How much longer? How much longer can I wait? How much longer before they tear me up for real?

I give up, but they take over my hands, my arms, my feet, my whole being. They force me up, force me to live again. They walk to the closet, the closet where I hide the gun and knife, because I can't usually bear to look at them and remember what I did. They take out the gun. I glance longingly at the knife—can I cut them out of me?—but they grab the bullets and slam the door before I can act.

They methodically clean and load the gun, and my heart pounds. Do they know what I did? Are the officials on their way? Please, God, let them be on their way.

I hear sirens—no, the sound is in my head—what is happening? Is it real or not? It recedes—I either imagined it or it was not for me.

Then the banging starts. It is on my door—has to be, with a noise like that—has to be real. The people shout for me to open the door, but they don't let me. I am frozen to the spot, gun loaded and held firmly in my hands.

The door is kicked in, and they bring the gun up. The feds—they have to be; their vests say FBI—all point their guns at me, and I fight them, but it is no good.
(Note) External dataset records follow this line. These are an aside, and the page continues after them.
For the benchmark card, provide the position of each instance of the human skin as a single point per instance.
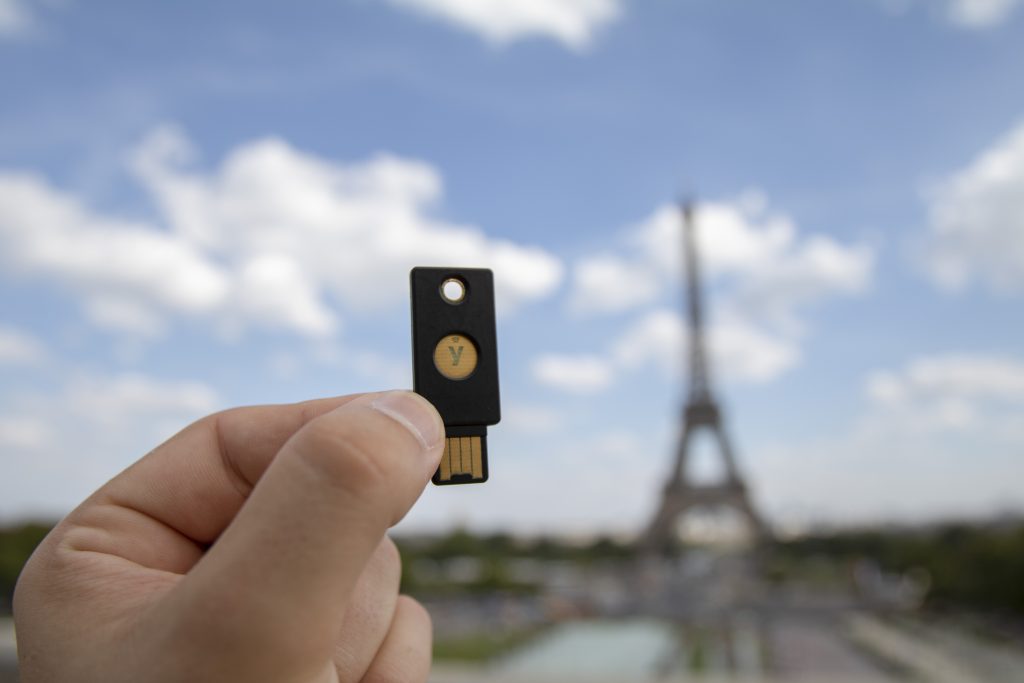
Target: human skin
(249, 547)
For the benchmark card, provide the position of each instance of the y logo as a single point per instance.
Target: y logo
(456, 355)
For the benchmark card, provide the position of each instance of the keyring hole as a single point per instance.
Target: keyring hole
(453, 290)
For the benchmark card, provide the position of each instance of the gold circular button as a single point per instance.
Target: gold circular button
(455, 356)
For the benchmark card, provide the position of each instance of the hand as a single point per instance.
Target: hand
(249, 547)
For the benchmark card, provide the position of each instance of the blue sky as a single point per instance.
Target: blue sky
(209, 205)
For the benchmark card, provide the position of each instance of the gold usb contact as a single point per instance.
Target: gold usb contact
(463, 456)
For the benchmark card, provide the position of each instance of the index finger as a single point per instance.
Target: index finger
(164, 510)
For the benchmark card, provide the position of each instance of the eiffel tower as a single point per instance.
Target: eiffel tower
(701, 412)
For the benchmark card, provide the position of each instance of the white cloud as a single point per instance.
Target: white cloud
(762, 274)
(351, 230)
(977, 220)
(14, 17)
(44, 232)
(738, 350)
(65, 444)
(18, 348)
(760, 257)
(940, 435)
(270, 239)
(969, 14)
(980, 13)
(576, 374)
(949, 391)
(572, 23)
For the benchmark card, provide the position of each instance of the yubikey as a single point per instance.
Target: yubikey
(455, 364)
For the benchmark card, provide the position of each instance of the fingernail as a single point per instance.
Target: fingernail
(415, 414)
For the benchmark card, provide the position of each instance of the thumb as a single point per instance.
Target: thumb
(276, 582)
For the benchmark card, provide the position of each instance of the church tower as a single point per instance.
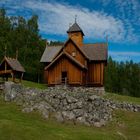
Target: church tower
(76, 34)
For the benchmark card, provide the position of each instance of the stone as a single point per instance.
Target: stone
(93, 97)
(59, 117)
(68, 115)
(71, 99)
(97, 124)
(45, 114)
(78, 112)
(27, 109)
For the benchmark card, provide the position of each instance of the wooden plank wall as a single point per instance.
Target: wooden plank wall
(96, 73)
(70, 48)
(63, 64)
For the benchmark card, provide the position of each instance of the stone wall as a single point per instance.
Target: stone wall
(79, 105)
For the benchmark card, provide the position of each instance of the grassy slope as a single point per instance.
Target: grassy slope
(16, 125)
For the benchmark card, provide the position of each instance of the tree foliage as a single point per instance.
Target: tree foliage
(123, 78)
(17, 33)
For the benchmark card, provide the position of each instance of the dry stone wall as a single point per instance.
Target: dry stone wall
(78, 105)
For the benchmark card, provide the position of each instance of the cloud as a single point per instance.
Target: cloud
(125, 56)
(54, 18)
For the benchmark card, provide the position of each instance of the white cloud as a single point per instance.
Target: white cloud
(125, 56)
(54, 18)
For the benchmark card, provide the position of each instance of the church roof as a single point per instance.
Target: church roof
(50, 53)
(97, 51)
(75, 28)
(68, 56)
(14, 64)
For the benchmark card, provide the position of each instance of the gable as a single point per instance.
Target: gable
(49, 53)
(73, 50)
(67, 56)
(13, 64)
(96, 52)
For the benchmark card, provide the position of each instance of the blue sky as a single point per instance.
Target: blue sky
(117, 19)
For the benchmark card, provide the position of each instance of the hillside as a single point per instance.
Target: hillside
(17, 125)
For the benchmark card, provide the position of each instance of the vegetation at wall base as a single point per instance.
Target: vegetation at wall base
(123, 78)
(17, 125)
(17, 33)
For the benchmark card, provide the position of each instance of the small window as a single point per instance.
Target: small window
(74, 54)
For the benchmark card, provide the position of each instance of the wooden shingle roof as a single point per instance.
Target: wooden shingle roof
(50, 53)
(14, 64)
(97, 51)
(75, 28)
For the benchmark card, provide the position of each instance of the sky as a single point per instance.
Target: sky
(119, 20)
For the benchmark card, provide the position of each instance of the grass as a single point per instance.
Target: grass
(122, 98)
(15, 125)
(33, 84)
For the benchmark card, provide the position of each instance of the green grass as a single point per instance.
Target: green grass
(122, 98)
(33, 84)
(15, 125)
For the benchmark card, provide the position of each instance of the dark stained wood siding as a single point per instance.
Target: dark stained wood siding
(96, 73)
(74, 73)
(70, 48)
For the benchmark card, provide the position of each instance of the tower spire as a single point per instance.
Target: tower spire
(5, 51)
(75, 18)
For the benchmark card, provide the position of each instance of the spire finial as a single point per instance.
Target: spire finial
(5, 53)
(75, 18)
(107, 39)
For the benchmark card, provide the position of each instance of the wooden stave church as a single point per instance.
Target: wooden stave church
(75, 63)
They control my hands, pull the trigger, hit one man in the chest. I try and scream, but I'm still paralyzed. Another man fires back—hits me—hits them. I fall.

I hurt—everything burns—the fire is like nothing I have ever felt—but—but…they've stopped.

They've stopped. They're gone, killed by the gunshot. I'm free, for the first time in ages.

I take as deep a breath as I can manage. "You…you saved me," I mutter to the agents who lean over me, checking my pulse and my breathing, checking to see if I'm alive. They glance at each other, than fade. Darker, darker, darker…nothing.